Vous pouvez faire appel de cette décision devant la Cour d’Appel d'[Localité 15] dans le délai de UN MOIS à compter de la notification.
Ce délai, s’il expire un samedi, dimanche ou jour férié ou chômé est prolongé jusqu’au jour ouvrable suivant. Il est augmenté d’un mois pour les personnes qui demeurent dans un département d’Outre-Mer ou dans un territoire d’Outre-Mer, de deux mois pour celles qui demeurent à l’étranger.
Si vous entendez exercer ce recours, vous devez charger un avocat près cette Cour d’accomplir les formalités nécessaires avant l’expiration de ce délai qui est de rigueur.
Vous pouvez consulter, sur ce point, un avocat et lui demander de vous assister devant la Cour d’Appel.
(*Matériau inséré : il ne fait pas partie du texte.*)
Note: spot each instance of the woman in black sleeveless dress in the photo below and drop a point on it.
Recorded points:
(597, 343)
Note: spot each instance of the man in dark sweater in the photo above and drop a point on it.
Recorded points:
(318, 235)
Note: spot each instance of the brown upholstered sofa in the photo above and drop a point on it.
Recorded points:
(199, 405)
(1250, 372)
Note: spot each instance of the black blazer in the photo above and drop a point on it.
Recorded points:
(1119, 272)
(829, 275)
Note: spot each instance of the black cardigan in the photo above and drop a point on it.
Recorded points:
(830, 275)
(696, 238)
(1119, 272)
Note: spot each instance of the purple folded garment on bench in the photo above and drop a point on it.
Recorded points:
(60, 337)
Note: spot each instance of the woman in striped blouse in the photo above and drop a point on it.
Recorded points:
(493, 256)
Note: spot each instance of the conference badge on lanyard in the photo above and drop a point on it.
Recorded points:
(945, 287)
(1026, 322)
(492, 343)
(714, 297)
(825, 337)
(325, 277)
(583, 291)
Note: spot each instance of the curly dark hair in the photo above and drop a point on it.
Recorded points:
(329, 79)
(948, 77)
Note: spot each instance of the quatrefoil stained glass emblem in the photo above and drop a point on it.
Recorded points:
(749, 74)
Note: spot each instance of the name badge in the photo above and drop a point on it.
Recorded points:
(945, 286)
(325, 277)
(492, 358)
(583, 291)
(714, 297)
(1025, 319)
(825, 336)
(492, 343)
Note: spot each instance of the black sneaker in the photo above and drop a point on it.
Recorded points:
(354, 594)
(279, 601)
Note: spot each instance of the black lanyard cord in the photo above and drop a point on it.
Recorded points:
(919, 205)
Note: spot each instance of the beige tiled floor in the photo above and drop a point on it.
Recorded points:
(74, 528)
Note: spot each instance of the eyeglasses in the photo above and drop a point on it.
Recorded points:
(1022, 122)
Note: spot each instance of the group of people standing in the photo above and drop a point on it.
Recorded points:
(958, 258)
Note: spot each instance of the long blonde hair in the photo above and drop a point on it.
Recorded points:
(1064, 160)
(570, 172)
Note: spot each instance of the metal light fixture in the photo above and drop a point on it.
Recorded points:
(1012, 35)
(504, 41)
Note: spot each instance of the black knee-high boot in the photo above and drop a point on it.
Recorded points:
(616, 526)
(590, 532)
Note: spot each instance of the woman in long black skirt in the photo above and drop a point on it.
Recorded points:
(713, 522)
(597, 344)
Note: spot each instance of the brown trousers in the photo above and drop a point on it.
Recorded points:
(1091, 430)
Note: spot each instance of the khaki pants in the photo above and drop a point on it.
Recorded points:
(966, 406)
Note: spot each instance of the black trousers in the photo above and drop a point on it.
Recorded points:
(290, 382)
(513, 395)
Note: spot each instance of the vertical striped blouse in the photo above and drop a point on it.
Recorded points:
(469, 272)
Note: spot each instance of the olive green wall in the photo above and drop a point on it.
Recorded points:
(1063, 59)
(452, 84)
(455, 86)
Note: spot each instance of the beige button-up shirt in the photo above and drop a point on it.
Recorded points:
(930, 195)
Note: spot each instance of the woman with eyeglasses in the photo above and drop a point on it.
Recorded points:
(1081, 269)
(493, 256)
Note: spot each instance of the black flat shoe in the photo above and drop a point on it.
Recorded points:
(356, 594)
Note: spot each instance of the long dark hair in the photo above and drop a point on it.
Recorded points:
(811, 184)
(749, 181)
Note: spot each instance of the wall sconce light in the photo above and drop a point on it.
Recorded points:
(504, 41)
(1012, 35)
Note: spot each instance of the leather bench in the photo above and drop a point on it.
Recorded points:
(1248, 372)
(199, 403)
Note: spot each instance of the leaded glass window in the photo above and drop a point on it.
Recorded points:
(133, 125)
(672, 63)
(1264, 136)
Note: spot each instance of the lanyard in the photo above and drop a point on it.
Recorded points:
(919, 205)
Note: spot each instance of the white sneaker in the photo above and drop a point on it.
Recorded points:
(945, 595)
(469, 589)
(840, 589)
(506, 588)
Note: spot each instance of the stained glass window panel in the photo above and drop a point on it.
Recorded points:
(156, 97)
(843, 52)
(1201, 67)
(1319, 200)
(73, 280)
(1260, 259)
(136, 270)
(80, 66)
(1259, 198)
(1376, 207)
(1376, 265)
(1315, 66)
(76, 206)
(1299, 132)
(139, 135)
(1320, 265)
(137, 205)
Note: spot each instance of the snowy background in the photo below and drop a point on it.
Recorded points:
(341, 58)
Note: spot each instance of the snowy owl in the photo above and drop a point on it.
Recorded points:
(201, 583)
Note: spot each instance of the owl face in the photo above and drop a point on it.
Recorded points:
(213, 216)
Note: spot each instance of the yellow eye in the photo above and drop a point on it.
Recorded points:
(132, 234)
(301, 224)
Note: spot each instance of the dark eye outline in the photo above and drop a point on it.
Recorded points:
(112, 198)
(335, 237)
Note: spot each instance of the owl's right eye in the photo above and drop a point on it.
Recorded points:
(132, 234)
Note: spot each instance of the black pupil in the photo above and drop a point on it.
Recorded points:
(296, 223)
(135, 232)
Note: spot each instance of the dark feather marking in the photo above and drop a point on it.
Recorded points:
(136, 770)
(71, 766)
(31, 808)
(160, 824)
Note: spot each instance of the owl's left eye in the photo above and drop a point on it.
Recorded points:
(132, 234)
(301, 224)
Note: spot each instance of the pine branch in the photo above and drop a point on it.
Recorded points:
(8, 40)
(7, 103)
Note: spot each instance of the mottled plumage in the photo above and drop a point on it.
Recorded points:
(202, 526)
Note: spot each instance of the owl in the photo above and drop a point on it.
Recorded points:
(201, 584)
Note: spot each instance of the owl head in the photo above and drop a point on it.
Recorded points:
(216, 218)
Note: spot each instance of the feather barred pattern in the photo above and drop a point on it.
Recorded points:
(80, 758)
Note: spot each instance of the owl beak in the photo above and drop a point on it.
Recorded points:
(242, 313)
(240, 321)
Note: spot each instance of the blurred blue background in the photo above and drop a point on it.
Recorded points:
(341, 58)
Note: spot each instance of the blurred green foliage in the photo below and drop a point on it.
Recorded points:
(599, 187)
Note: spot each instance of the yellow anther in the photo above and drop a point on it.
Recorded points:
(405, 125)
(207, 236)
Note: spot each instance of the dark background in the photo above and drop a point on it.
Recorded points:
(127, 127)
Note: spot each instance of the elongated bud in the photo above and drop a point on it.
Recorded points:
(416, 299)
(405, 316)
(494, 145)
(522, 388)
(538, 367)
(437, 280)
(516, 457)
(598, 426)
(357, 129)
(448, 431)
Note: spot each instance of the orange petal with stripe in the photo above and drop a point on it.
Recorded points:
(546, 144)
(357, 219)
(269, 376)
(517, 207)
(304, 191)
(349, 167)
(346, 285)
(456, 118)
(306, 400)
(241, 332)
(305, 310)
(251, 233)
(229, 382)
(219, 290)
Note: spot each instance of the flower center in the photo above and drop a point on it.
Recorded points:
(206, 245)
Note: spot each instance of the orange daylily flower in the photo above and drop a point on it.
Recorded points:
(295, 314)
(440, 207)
Article 2 de l’ordonnance du 25 mars 2020
Tout acte, recours, action en justice, formalité, inscription, déclaration, notification ou publication prescrit par la loi ou le règlement à peine de nullité, sanction, caducité, forclusion, prescription, inopposabilité, irrecevabilité, péremption, désistement d’office, application d’un régime particulier, non avenu ou déchéance d’un droit quelconque et qui aurait dû être accompli pendant la période mentionnée à l’article 1er sera réputé avoir été fait à temps s’il a été effectué dans un délai qui ne peut excéder, à compter de la fin de cette période, le délai légalement imparti pour agir, dans la limite de deux mois.
L’auteur d’un recours abusif ou dilatoire peut être condamné à une amende civile et au paiement d’une indemnité à l’autre partie.
Veuillez agréer, Monsieur, Madame, l’expression de mes sentiments distingués.